Nadie me contestó. Parecía como si se hubieran quedado petrificados con las últimas palabras. Me acordé de una anécdota y traté de animarlos con ella. Pero creo que acabé de hundirlos en la miseria.
-Todo esto -dije yo al cabo de un tiempo- me recuerda una anécdota del mentado Viriato. La leí hace muchos años. Como ustedes saben, y como sucede siempre, cuando se produjo la invasión romana, sin más pretensiones que frenar a Aníbal, unos se declararon a favor de los romanos, y pretendían rendirse a ellos; y otros, entre los cuales estaba Viriato, eran partidarios de luchar, de hacer frente al Imperio Romano.

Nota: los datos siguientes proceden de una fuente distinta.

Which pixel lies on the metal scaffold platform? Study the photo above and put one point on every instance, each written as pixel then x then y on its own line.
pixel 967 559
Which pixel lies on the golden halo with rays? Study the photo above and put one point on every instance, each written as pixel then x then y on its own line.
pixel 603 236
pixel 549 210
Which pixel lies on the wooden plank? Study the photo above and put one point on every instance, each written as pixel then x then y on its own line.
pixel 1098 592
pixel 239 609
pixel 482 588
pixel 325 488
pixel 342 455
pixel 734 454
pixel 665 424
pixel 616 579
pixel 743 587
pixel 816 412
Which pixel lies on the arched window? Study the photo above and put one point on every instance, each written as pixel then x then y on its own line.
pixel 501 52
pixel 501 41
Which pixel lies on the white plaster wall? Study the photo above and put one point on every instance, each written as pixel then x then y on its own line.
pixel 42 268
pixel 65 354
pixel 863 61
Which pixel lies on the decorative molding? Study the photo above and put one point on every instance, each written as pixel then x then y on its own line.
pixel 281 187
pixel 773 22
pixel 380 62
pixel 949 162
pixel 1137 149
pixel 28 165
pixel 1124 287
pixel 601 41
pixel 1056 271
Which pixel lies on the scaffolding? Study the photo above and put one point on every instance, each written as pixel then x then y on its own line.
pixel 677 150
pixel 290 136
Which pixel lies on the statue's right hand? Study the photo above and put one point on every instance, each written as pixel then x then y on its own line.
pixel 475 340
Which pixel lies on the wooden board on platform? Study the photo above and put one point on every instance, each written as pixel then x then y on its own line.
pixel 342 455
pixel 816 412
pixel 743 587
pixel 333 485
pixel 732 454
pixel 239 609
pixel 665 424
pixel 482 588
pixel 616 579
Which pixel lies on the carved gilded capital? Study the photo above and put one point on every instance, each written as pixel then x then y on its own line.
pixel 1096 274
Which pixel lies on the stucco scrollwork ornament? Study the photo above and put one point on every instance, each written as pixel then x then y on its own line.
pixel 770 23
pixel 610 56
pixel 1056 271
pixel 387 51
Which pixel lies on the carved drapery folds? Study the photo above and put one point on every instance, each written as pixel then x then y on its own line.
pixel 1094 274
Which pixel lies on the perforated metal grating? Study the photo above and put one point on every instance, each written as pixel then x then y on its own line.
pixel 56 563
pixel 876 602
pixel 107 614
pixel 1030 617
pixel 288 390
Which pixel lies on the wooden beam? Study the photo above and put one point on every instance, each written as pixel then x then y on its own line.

Viriato les contó a los hombres de Itucci, que los lusitanos se parecían a las dos mujeres, una joven y otra vieja, que se casaron con el mismo hombre, de edad indefinida. La vieja le arrancaba los cabellos negros al hombre para que su apariencia se acercara más a su edad; y la joven hacía lo mismo con las canas del pobre hombre. Al final entre las dos lo dejaron calvo.
-Que el Señor nos coja confesados -dijo doña Paquita santiguándose.
-Amén -respondí yo sonriendo, aunque la cosa no era para tomarla a broma. Me quedé entonces con la misma y desagradable situación que tuve cuando salí del cine de ver la película Ciudad de vida y de muerte; o la de muchos años atrás cuando, en un teatro romano, asistí a la representación de Las troyanas. No era una sensación agradable.